必须要回一趟苏家庄当面劝她一劝才行,再不放心就直接把她接到江宁来过一阵,免得在家里被人戳脊背,给她的境况雪上加霜。
晚间,她头一次主动踏足王洛尧的书房,将准备回苏家庄一趟的想法告知。
没成想,王洛尧当即给否定了。
“为什么?”苏苏本就心情不好,登时脸色就耷了下来。
“你只看到其一,没有看到其二!”王洛尧见她面色不悦。没有退步,“苏贝在苏家庄里好歹有你们家族保护着,过个十天半个月谣言自会被止。
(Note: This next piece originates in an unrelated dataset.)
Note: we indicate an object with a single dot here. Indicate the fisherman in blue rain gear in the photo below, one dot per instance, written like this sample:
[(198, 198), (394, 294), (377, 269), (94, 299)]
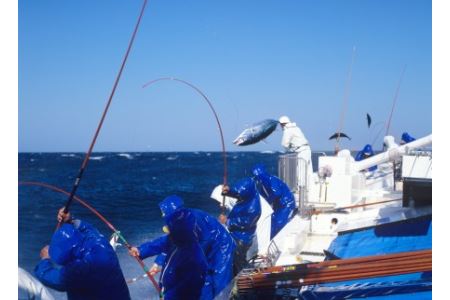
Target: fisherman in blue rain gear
[(81, 262), (366, 152), (406, 138), (214, 239), (184, 274), (278, 195), (242, 219)]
而到了权贵集结的江宁城来,你以为咱们卫国侯府会为了她的声誉奔走劳神吗?”
“难不成江宁城的人还能在意到我姐姐,费力在背后给她泼脏水?”苏苏哧笑道。
王洛尧从书案后走出,来至她的身前,漆黑如墨的双眸看进她的眼中,红唇张启。声音磁实:“如果借她,能将脏水泼到你的身上。那仅仅是动动嘴皮子的力有何不可费的?”
闻言,苏苏先是一懵,忽见王洛尧欺得这么近,忙侧过身去,同时闭了嗅觉,可脑子里乱乱的,片时她即喘不过气来,然一呼一吸间,王洛尧身上的气息便不住往她鼻孔里钻,令她脑际更乱。
王洛尧所说并非没有道理,不说别的,高氏那里最先知道这件事,她要是不借此渲染一番才怪。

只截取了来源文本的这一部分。